The researchers from the University of Cambridge developed a low-cost technique based on optical microscopy called interferometric scattering microscopy to observe the insides of lithium-ion batteries. The method is able to observe how particles of lithium cobalt oxide (LCO) are charging or discharging by measuring the amount of scattered light. This will help to improve existing battery materials and accelerate their developments in the future.
“We found that there are different speed limits for lithium-ion batteries, depending on whether it’s charging or discharging,” said Dr Akshay Rao from the Cavendish Laboratory, who led the research. “When charging, the speed depends on how fast the lithium ions can pass through the particles of active material. When discharging, the speed depends on how fast the ions are inserted at the edges. If we can control these two mechanisms, it would enable lithium-ion batteries to charge much faster.”
Source (University of Cambridge. “Low-cost imaging technique shows how smartphone batteries could charge in minutes.” ScienceDaily. ScienceDaily, 23 June 2021.)
Merryweather, A.J., Schnedermann, C., Jacquet, Q., Grey, C.P. and Rao, A., 2021. Operando optical tracking of single-particle ion dynamics in batteries. Nature, 594(7864), pp.522-528.
Nano-sized particles have been engineered in a new way to improve detection of tumors within the body and in biopsy tissue, a research team reports. The advance could enable identifying early stage tumors with lower doses of radiation.

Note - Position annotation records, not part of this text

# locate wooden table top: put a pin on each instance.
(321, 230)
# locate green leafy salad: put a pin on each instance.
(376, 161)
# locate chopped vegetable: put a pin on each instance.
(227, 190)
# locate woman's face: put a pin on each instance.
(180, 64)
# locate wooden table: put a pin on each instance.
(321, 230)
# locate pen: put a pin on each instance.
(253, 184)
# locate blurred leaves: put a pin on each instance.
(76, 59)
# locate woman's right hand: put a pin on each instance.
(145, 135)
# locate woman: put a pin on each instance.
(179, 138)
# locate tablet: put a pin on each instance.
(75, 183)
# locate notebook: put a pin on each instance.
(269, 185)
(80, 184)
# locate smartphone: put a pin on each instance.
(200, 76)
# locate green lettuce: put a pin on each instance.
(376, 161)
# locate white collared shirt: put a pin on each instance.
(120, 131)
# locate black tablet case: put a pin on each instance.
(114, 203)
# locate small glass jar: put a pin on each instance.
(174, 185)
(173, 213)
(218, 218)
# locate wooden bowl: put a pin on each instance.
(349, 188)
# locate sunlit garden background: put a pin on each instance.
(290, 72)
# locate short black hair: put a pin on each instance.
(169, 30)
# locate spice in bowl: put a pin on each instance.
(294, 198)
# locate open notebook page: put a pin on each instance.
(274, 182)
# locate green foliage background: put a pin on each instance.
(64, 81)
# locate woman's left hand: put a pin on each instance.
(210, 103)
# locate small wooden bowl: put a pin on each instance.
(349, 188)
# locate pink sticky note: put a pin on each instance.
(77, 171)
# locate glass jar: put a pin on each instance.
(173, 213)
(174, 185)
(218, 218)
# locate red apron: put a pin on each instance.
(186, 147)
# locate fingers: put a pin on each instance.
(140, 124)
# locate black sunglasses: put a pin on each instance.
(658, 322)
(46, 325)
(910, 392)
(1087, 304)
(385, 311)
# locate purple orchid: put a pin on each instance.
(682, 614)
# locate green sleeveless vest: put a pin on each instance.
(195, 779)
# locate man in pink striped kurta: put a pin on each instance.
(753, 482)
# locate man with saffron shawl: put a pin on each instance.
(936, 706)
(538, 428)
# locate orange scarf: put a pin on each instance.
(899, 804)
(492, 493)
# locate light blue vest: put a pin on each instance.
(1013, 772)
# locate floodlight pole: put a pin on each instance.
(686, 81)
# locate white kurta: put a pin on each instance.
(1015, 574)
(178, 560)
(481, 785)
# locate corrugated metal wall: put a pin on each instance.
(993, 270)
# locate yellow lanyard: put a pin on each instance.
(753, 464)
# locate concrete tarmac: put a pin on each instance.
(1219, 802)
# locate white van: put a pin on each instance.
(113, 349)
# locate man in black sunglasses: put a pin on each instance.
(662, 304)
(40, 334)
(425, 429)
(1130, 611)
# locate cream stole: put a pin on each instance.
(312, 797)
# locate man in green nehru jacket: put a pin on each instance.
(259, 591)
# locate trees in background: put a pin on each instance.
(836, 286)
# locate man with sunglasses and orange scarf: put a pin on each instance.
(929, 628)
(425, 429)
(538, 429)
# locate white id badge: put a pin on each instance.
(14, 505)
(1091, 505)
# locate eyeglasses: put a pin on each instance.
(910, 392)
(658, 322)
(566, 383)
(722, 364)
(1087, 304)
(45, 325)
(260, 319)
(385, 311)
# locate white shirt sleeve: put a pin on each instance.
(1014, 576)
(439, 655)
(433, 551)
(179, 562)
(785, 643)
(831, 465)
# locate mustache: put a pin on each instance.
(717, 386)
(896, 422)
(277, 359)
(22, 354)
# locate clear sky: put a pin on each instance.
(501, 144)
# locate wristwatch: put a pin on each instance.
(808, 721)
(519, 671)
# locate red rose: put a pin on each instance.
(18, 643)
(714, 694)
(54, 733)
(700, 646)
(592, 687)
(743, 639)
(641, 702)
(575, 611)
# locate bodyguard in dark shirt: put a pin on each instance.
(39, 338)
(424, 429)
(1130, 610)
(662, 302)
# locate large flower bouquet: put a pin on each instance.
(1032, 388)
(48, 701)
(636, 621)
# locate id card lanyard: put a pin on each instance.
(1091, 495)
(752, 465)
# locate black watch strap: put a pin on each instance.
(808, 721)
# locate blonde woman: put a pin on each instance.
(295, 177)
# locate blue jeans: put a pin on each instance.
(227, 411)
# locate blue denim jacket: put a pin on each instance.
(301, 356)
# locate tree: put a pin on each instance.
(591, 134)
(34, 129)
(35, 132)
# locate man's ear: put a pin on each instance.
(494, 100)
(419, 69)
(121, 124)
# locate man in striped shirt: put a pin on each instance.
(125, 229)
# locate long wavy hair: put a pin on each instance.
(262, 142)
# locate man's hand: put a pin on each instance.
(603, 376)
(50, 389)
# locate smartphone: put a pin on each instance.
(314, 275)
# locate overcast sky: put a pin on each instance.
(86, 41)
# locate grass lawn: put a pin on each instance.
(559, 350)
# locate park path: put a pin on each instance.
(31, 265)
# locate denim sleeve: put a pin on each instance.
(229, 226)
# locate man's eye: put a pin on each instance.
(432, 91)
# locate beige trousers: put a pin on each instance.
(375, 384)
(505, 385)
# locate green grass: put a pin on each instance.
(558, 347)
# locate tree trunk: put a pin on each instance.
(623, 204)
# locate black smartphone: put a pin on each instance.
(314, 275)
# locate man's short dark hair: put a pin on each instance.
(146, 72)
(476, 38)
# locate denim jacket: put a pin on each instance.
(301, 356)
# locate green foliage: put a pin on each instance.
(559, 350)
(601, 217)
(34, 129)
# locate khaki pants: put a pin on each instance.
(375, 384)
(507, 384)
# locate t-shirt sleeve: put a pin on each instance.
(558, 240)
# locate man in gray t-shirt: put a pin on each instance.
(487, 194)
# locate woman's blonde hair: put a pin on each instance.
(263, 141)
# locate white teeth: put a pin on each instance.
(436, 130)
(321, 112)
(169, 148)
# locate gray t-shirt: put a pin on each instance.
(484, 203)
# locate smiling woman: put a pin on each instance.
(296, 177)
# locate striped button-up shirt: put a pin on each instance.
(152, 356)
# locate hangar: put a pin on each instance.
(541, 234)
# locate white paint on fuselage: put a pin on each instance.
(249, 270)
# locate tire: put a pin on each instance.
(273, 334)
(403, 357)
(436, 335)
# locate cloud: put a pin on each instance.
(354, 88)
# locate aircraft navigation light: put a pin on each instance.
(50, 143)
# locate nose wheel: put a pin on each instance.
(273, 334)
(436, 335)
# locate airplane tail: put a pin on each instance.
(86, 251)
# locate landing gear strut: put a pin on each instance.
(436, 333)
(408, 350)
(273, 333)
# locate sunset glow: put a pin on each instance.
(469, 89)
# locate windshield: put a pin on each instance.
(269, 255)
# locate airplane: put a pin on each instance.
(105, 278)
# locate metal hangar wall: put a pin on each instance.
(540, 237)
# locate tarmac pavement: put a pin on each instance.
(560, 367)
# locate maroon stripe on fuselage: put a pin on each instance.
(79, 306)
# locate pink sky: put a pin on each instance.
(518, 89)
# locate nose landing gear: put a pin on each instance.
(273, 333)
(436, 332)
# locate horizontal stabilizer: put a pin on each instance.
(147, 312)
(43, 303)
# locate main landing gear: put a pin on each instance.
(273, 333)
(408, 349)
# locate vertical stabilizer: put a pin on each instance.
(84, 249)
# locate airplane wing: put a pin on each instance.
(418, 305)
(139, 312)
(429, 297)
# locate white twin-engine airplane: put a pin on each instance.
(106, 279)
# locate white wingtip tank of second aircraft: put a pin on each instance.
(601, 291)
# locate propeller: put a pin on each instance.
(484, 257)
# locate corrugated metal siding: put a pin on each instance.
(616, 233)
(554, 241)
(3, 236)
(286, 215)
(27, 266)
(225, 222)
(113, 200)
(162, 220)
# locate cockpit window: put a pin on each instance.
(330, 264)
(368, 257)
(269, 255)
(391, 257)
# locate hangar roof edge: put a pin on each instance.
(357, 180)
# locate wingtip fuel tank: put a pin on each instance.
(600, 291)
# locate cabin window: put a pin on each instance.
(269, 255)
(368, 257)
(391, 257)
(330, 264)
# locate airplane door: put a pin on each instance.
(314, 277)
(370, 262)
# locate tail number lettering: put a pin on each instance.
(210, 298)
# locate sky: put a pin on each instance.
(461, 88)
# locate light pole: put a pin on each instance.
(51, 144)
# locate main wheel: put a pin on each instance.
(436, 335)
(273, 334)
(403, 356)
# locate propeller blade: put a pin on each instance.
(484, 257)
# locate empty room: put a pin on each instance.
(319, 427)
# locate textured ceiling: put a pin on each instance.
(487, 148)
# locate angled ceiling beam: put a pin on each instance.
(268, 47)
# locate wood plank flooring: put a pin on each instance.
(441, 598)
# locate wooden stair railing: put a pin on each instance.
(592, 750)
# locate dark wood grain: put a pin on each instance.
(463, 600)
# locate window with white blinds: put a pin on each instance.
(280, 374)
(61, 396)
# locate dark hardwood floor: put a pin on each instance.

Researchers from the KTH Royal Institute of Technology have developed “core-shell nanoparticles” which may be used in the future for targeted diagnostics, instead of current methods that use optical or X-ray fluorescence contrast agents. The tests performed in the laboratory on mice have shown that the new particles are able to detect early-stage tumours of only a few millimetres in size. “Nanoparticles of different size, originating from the same material, don’t appear to be distributed in the blood in the same concentrations,” Muhammet Toprak, Professor of Materials Chemistry at KTH, says. “That’s because when they come into contact with your body, they’re quickly wrapped in various biological molecules — which gives them a new identity.”
Source (KTH, Royal Institute of Technology. “New nanoparticle design paves way for improved detection of tumors.” ScienceDaily. ScienceDaily, 2 June 2021.)
Original paper: Saladino, G.M., Vogt, C., Li, Y., Shaker, K., Brodin, B., Svenda, M., Hertz, H.M. and Toprak, M.S., 2021. Optical and X-ray Fluorescent Nanoparticles for Dual Mode Bioimaging. ACS nano, 15(3), pp.5077-5085.